When & Where: June 13, 15:30 (CDT), Booth 1101
Topic: Seed1.5-VL is a state-of-the-art vision-language multimodal large model developed by Seed. Pre-trained on over 3T multimodal tokens, it delivers general-purpose multimodal understanding and reasoning capabilities, and significantly reduces inference costs without compromising multi-task performance.

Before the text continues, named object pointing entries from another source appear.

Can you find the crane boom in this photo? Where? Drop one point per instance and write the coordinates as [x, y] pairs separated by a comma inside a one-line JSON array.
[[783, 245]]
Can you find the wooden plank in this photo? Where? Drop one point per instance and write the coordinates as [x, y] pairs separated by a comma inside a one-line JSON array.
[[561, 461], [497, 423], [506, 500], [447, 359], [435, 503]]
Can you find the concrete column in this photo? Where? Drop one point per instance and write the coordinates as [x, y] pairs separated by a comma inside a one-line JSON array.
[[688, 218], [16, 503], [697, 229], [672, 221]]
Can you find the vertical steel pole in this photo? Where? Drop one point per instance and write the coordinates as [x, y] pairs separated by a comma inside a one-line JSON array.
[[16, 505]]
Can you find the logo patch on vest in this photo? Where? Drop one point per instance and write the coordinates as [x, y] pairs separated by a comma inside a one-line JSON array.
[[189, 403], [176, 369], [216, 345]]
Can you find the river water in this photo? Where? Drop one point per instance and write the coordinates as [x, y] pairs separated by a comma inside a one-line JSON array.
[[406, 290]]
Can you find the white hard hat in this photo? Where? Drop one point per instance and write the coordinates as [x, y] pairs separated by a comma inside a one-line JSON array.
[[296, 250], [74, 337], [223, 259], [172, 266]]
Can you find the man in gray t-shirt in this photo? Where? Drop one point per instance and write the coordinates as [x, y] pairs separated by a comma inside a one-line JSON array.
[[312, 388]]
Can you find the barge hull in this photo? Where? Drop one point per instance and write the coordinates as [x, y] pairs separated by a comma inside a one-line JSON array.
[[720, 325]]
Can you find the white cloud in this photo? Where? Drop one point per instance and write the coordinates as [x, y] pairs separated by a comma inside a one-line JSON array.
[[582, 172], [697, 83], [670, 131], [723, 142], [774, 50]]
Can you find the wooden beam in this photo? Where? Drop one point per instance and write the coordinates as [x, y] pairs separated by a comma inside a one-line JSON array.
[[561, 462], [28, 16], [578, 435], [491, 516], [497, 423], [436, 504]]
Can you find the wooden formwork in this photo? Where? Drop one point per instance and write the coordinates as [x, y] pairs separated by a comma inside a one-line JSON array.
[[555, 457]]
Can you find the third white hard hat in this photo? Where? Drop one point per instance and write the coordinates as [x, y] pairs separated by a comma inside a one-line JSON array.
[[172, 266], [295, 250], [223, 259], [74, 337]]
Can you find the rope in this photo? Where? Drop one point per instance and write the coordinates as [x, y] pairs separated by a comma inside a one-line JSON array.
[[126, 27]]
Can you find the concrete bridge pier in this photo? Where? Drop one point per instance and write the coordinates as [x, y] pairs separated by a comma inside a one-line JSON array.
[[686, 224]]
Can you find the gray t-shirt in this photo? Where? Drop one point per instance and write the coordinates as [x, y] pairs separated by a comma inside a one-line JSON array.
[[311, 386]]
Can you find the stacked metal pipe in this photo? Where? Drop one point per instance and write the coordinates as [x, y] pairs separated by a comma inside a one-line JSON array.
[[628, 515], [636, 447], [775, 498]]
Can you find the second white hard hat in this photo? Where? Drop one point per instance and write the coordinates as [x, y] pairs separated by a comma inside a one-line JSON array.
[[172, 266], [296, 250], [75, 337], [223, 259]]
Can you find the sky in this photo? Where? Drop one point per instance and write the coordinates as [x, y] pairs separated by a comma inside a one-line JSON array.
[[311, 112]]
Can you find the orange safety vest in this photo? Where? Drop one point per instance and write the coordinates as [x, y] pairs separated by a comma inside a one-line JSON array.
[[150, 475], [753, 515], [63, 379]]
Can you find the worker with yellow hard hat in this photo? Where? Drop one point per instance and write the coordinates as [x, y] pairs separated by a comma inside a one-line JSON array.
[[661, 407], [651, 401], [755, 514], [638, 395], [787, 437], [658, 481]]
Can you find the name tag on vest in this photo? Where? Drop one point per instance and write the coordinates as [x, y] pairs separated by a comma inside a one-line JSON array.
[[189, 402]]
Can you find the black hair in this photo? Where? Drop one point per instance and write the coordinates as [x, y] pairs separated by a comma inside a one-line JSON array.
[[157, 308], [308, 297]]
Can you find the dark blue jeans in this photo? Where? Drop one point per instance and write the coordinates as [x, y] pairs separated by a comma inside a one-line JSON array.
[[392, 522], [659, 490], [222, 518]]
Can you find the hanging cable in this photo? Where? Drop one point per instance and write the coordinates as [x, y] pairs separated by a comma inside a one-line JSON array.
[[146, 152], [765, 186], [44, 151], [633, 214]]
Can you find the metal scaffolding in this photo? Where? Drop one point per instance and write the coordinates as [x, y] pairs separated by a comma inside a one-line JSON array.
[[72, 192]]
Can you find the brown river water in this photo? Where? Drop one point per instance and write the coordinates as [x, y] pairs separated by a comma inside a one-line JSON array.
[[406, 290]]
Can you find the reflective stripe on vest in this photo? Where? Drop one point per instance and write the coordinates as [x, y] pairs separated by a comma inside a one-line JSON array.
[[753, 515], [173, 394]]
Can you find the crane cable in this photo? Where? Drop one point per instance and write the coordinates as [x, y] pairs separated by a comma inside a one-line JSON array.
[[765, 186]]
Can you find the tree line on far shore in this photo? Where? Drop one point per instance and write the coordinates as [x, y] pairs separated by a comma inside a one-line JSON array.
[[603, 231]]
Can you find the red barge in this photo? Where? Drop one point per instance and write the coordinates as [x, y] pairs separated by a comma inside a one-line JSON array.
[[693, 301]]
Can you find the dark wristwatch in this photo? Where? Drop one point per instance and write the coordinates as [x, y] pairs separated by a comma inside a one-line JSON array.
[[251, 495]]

When & Where: June 14, 16:00 (CDT), Booth 1101
Topic: BAGEL, the latest open-source foundation model developed by Seed, achieves unified understanding and generation across text, images, and video. Based on the Mixture-of-Transformers (MoT) architecture with 7B active parameters, it significantly outperforms previous open-source general-purpose models on major multimodal benchmarks.
Selected Papers
Parallelized Autoregressive Visual Generation
arXiv: https://arxiv.org/pdf/2412.15119
Code: https://github.com/YuqingWang1029/PAR
Exhibition Location: ExHall D Poster #220, Poster Session 3
Autoregressive (AR) models have garnered significant interest due to their powerful sequence modeling capabilities in visual generation. However, their sequential token-by-token generation mechanism results in low inference speed, posing a critical bottleneck for real-world applications. Traditional acceleration approaches struggle to balance efficiency and quality, either relying on complex non-autoregressive paradigms to introduce complex architectures (such as MaskGIT) or compromising the AR model's unified modeling power via multi-scale designs.
To address this challenge, this paper presents Parallelized Autoregressive Visual Generation (PAR), a novel approach that achieves efficient acceleration in standard visual AR frameworks for the first time. PAR dynamically switches between generation modes by continuously evaluating token dependency strength. The core innovations include:
- Two-stage generation strategy: PAR first sequentially generates initial tokens for each region to establish the global context. It then performs parallel generation by identifying and grouping spatially distant, weakly dependent tokens at corresponding positions across different regions. This strategy helps to avoid conflicts between strongly dependent adjacent tokens.
-
Bi-directional attention and positional encoding optimization: PAR allows each token in parallel groups to access the complete context from previous groups, enhancing cross-region dependency modeling while avoiding broken local details. Additionally, it employs 2D Rotary Position Embedding (RoPE) to decouple tokens' spatial position information from the generation order, thereby preserving global structural coherence.
-
Seamless architecture compatibility: PAR's seamless adaption is achieved through learnable transition tokens and translation-invariant positional encoding, without modifying the transformer architecture and tokenizer.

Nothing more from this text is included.